Now before even addressing the issue, as best as is possible from the mindset of a first century Jew, one must look at this issue as a matter of common sense. When Jesus speaks in terms of not being seen until He comes, He is alive and kicking. He is there. He has not gone anywhere. Remember, these things demand to be heard in their narratival context. Though Jesus has made mention of His death and Resurrection, such as is found in the seventeenth chapter of Matthew when He says “The Son of Man is going to be betrayed into the hands of men. They will kill Him, and on the third day He will be raised” (17:22b-23a), this isn’t exactly something that is clearly understood by His disciples. In fact, Matthew says “they became greatly distressed” (17:23b). Prior to that, in the sixteenth chapter, when Jesus says something similar, “Peter took Him aside and began to rebuke Him” (16:22a).
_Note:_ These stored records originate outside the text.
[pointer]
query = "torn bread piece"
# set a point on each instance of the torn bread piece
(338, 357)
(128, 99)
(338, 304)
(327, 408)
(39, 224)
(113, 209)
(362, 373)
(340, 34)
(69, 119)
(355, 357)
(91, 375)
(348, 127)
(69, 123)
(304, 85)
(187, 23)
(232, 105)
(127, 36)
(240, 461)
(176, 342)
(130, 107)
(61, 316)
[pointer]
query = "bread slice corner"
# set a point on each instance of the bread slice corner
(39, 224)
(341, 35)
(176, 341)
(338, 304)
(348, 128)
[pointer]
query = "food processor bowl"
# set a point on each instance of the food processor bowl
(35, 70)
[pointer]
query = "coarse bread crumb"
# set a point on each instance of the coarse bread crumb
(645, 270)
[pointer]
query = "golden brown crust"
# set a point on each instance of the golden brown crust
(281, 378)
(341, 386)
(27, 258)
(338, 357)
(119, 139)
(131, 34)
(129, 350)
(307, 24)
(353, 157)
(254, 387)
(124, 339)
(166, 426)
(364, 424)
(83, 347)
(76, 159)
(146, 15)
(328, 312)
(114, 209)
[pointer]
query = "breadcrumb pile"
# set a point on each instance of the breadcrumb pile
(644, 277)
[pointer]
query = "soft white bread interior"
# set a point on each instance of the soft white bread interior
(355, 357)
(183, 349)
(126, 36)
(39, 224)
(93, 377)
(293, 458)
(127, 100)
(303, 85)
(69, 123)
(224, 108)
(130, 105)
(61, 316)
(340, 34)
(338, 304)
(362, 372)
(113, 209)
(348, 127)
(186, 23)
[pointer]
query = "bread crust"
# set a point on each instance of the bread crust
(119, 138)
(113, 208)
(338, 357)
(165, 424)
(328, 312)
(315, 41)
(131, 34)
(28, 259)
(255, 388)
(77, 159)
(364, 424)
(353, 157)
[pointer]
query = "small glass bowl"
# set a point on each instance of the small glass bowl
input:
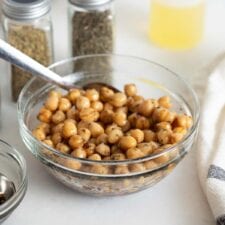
(13, 166)
(98, 177)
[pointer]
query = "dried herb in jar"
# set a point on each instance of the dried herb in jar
(33, 42)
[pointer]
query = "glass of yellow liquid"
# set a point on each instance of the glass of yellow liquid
(176, 24)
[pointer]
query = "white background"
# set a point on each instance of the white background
(176, 200)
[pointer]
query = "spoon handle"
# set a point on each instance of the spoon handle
(16, 57)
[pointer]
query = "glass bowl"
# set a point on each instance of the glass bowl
(98, 177)
(13, 166)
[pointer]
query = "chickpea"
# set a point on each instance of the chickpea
(127, 142)
(89, 115)
(82, 103)
(76, 141)
(64, 104)
(150, 164)
(57, 128)
(149, 135)
(48, 142)
(103, 149)
(95, 156)
(106, 116)
(45, 115)
(45, 127)
(89, 148)
(63, 148)
(73, 95)
(142, 123)
(118, 156)
(121, 169)
(165, 102)
(84, 133)
(102, 138)
(114, 136)
(137, 167)
(163, 126)
(97, 105)
(96, 129)
(79, 153)
(72, 164)
(130, 90)
(39, 134)
(146, 108)
(69, 128)
(99, 169)
(58, 117)
(137, 134)
(92, 94)
(163, 136)
(134, 153)
(56, 138)
(120, 118)
(106, 94)
(161, 114)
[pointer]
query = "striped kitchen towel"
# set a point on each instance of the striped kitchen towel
(211, 142)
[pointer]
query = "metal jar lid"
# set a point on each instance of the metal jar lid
(25, 9)
(89, 3)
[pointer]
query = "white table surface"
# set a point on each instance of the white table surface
(176, 200)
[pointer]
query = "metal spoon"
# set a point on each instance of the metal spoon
(7, 188)
(16, 57)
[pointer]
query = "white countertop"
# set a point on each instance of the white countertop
(176, 200)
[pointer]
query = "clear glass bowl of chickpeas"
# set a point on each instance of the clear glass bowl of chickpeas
(103, 141)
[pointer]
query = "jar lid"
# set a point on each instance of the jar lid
(89, 2)
(25, 9)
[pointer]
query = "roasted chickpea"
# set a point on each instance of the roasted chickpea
(120, 118)
(161, 114)
(127, 142)
(163, 136)
(97, 105)
(118, 156)
(121, 169)
(69, 128)
(95, 156)
(165, 102)
(63, 148)
(64, 104)
(84, 133)
(45, 115)
(79, 153)
(56, 138)
(146, 108)
(106, 116)
(39, 134)
(114, 136)
(96, 129)
(137, 134)
(73, 95)
(103, 149)
(89, 115)
(106, 94)
(58, 117)
(134, 153)
(130, 90)
(149, 135)
(76, 141)
(82, 103)
(92, 94)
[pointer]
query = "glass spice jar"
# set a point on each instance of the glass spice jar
(91, 26)
(27, 26)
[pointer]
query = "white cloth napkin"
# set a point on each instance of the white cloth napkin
(211, 140)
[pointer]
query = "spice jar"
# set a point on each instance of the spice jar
(91, 26)
(27, 26)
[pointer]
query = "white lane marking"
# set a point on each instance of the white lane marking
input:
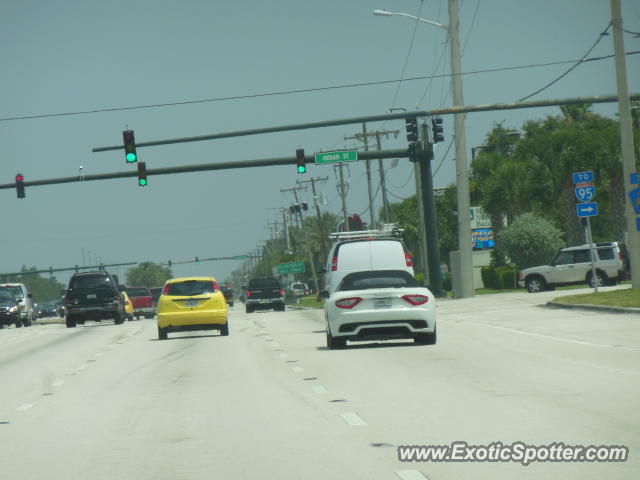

So then, returning to the realm of common sense, since Jesus is with them when He says these things---He has not been crucified or resurrected and He has not ascended into heaven (though this written record does come after all of these things have taken place), one simply cannot have the disciples presuming these things as part of their query. Such would be absurd. While the hearers heard it and readers read it with knowledge of these things, the narrative does not push the audience of the story to hear the disciples’ question as post-earthly-life-and-ministry of Jesus.
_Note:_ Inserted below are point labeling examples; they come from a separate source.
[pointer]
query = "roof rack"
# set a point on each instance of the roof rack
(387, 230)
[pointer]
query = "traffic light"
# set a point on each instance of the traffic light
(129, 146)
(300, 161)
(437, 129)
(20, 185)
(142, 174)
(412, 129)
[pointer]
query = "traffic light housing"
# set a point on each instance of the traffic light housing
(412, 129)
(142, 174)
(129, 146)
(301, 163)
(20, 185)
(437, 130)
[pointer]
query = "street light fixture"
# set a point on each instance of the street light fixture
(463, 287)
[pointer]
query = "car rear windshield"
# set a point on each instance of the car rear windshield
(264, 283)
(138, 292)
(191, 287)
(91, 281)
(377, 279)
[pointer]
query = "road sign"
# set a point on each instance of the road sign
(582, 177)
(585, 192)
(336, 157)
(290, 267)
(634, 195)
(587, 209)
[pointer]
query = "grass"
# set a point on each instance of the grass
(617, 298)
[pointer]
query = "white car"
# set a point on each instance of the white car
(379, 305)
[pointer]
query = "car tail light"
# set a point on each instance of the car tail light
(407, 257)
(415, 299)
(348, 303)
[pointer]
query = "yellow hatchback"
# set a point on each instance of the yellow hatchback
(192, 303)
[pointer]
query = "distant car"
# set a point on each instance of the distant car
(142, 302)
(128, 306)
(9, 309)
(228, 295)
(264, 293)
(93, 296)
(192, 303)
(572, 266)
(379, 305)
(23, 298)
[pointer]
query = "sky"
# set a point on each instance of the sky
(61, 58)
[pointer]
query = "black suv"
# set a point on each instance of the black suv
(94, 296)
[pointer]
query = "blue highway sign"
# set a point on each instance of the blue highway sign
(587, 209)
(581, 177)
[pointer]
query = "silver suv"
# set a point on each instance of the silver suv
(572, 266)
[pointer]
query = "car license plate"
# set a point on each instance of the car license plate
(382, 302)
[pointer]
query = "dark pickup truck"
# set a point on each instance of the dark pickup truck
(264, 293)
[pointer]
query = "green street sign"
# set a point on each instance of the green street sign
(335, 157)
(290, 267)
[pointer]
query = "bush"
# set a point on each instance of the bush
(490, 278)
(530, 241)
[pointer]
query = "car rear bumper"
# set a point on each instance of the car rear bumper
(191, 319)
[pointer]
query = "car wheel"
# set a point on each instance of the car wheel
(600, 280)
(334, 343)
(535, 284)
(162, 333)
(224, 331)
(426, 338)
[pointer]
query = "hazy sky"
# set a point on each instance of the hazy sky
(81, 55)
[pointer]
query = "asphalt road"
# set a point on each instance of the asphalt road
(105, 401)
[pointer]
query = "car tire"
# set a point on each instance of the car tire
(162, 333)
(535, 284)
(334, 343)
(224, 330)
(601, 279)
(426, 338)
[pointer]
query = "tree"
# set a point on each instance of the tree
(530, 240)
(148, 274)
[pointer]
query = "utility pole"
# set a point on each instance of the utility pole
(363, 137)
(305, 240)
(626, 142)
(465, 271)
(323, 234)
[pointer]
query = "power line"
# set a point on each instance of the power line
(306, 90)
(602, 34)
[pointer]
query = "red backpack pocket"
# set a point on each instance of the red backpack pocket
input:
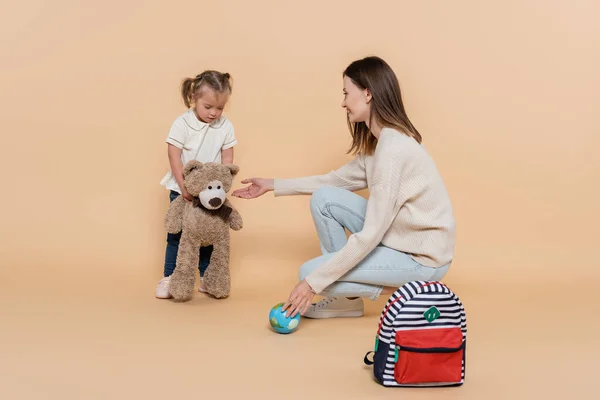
(429, 356)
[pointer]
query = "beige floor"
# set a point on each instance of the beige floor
(82, 336)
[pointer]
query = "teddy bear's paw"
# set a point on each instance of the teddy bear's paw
(173, 227)
(180, 287)
(236, 225)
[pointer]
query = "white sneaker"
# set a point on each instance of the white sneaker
(336, 307)
(162, 290)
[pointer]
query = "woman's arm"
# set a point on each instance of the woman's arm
(351, 176)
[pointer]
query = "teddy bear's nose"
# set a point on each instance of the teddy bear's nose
(215, 202)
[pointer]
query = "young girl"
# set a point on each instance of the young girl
(202, 133)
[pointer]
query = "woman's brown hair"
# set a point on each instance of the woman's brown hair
(218, 81)
(387, 109)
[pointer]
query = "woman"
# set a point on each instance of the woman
(404, 232)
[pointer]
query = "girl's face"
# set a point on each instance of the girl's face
(356, 102)
(209, 104)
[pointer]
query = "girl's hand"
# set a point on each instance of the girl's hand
(300, 299)
(186, 195)
(258, 187)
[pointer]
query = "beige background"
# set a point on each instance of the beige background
(506, 95)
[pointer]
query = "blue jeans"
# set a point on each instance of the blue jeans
(334, 210)
(173, 247)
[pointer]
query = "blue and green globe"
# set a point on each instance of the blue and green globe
(280, 323)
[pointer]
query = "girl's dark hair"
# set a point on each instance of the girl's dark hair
(377, 76)
(218, 81)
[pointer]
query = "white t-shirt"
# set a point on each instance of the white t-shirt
(198, 141)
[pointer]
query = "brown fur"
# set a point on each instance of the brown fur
(202, 227)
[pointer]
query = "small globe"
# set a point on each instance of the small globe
(280, 323)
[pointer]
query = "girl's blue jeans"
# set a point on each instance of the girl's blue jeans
(173, 247)
(334, 210)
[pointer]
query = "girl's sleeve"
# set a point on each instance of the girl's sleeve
(230, 139)
(178, 134)
(350, 176)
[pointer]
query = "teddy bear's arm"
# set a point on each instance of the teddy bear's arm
(174, 217)
(235, 219)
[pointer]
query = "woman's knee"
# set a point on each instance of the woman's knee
(322, 196)
(308, 267)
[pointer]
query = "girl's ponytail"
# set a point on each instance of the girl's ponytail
(187, 90)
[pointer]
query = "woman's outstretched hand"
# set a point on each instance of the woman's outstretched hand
(299, 300)
(257, 187)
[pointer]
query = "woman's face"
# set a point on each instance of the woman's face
(356, 102)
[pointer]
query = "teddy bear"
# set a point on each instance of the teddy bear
(204, 221)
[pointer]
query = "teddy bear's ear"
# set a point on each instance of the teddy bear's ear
(190, 166)
(234, 169)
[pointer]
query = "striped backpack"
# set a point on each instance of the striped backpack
(421, 338)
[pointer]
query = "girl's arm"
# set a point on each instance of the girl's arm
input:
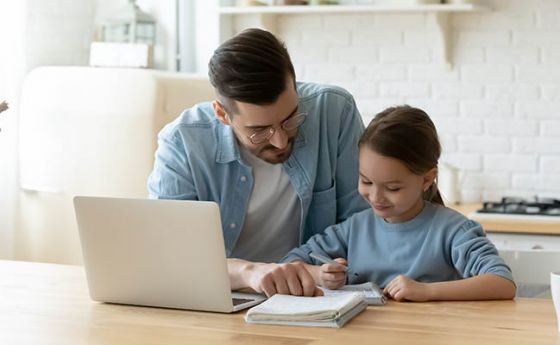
(482, 287)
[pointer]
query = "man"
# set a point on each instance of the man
(279, 157)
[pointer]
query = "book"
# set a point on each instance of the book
(323, 311)
(371, 292)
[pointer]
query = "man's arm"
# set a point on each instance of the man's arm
(349, 201)
(288, 279)
(3, 106)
Yes, this can become convoluted and confusing, but it is incumbent upon on an erstwhile reader of Scripture to best attempt to inhabit the story as it is on offer, positioning oneself to hear Jesus live and in person, as one of His disciples. Doing that, one is then not posing a question to Jesus about His coming, and doing so from a post-ascension perspective that has Jesus coming back to earth. That would merely gets things out of order. At this point, as far as His disciples are concerned and from their perspective, Jesus is with them and Jesus is not going anywhere. Thus any talk of His coming cannot be about His coming to earth. There must be an altogether different point of reference.
Yes, He’s talked about His coming death and resurrection, but one cannot force the disciples to have already come to terms with what those words truly meant. In fact, this is where Luke provides a wonderful glimpse into the mindset of the disciples of Jesus through His Emmaus-road presentation in chapter twenty-four of His gospel. There, downhearted and dejected disciples, who were clearly struggling to cope with Jesus’ death and what it meant, say “we had hoped that He was the one who was going to redeem Israel” (24:21a).
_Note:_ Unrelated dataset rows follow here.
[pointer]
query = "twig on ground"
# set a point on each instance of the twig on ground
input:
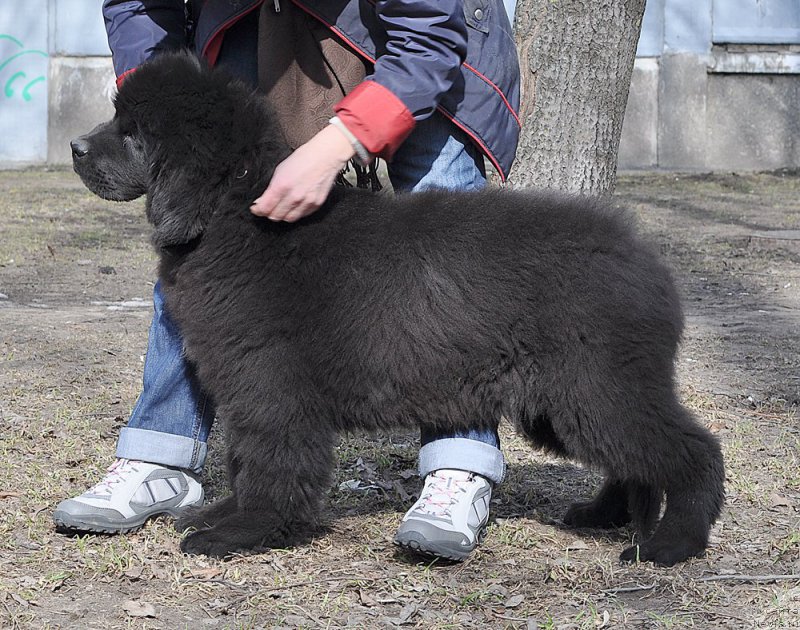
(749, 578)
(630, 589)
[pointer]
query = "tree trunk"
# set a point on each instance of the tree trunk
(576, 58)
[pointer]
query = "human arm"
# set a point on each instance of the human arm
(426, 44)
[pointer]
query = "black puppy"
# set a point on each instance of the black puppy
(446, 309)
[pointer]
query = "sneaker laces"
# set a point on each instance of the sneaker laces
(442, 492)
(115, 474)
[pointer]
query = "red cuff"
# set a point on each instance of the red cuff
(375, 116)
(121, 77)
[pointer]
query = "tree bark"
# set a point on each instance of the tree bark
(576, 58)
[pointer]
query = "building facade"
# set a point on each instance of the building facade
(716, 84)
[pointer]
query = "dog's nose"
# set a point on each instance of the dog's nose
(79, 147)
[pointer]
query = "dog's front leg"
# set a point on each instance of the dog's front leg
(278, 479)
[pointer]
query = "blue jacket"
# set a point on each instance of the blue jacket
(457, 56)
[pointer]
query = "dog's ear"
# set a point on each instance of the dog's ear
(180, 203)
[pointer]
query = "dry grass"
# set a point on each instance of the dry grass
(70, 369)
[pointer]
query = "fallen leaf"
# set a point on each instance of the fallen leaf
(777, 500)
(366, 600)
(409, 610)
(138, 609)
(577, 545)
(205, 574)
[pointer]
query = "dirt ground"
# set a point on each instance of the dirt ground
(76, 279)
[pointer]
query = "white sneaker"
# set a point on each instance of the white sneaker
(449, 518)
(129, 494)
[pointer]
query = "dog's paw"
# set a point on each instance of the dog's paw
(191, 518)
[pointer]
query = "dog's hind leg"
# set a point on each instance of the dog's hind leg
(608, 509)
(689, 461)
(281, 475)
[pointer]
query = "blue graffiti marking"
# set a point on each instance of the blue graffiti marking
(8, 88)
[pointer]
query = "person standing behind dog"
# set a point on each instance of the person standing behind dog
(438, 91)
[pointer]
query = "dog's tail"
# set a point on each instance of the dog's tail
(644, 506)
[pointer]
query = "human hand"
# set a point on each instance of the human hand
(301, 182)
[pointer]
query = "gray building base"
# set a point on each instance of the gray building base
(682, 114)
(712, 113)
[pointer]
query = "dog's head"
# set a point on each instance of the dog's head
(184, 135)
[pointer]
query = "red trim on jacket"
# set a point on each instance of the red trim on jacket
(476, 139)
(496, 89)
(374, 115)
(121, 77)
(214, 43)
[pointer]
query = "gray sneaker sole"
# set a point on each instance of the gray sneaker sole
(100, 525)
(105, 522)
(415, 540)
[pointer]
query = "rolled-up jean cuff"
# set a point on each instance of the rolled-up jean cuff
(166, 449)
(463, 454)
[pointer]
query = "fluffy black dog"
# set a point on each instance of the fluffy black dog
(437, 308)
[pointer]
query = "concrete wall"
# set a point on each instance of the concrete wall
(697, 101)
(701, 102)
(55, 77)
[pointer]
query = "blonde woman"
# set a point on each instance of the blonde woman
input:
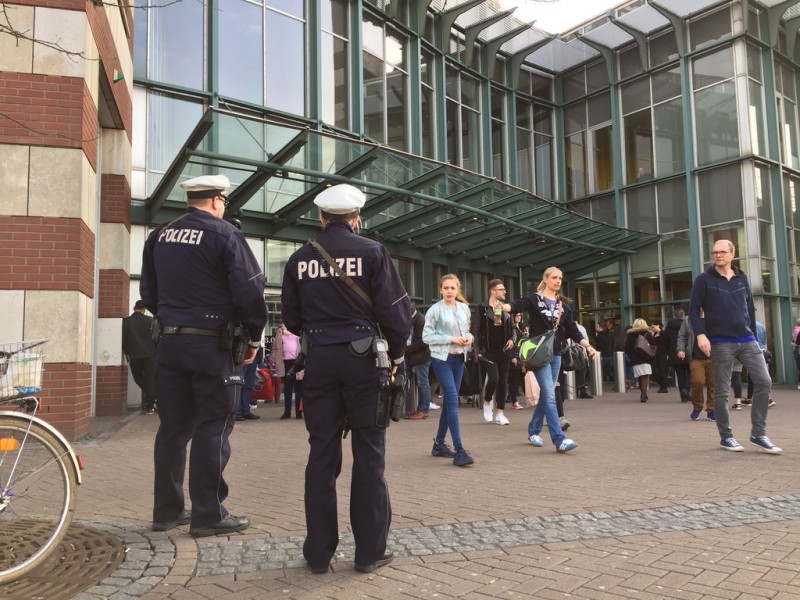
(642, 368)
(548, 309)
(447, 334)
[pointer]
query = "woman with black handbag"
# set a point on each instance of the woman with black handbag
(640, 347)
(547, 310)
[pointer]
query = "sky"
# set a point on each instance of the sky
(557, 16)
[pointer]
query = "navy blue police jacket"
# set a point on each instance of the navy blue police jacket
(312, 305)
(200, 272)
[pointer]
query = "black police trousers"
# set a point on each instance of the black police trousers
(332, 375)
(198, 389)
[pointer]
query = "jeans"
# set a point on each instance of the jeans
(684, 379)
(421, 376)
(449, 373)
(608, 367)
(751, 357)
(547, 377)
(703, 378)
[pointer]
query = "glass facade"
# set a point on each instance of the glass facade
(693, 137)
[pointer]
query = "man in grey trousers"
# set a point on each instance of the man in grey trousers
(728, 332)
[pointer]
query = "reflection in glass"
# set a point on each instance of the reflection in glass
(716, 122)
(286, 74)
(756, 118)
(712, 68)
(176, 37)
(242, 30)
(334, 81)
(638, 146)
(668, 122)
(576, 166)
(719, 193)
(640, 209)
(170, 122)
(602, 155)
(673, 210)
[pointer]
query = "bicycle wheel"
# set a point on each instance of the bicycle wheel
(37, 495)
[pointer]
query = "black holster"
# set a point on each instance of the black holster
(155, 329)
(235, 340)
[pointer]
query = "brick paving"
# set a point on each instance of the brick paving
(647, 507)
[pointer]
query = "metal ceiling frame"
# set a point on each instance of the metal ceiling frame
(573, 238)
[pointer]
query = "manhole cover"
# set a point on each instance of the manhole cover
(84, 558)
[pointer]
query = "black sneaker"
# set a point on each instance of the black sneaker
(183, 519)
(462, 458)
(442, 450)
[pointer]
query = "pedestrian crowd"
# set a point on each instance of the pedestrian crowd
(353, 353)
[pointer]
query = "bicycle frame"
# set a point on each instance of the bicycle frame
(65, 445)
Not only was there no expectation of a resurrection, though Jesus has been reported to have spoken in advance of His being raised, there was certainly no hope or expectation of an ascension, and there was obviously no prevailing ideology that had Jesus returning to earth from heaven after an unexpected crucifixion, unexpected resurrection, and unexpected ascension. As far as those Emmaus road disciples knew, Jesus was dead. So in terms of rightly dealing with Matthew’s narrative, the movement of the story does not allow for a reader or the disciples themselves injecting a hoped-for return of Jesus to earth into their question about His coming. It simply does not fit.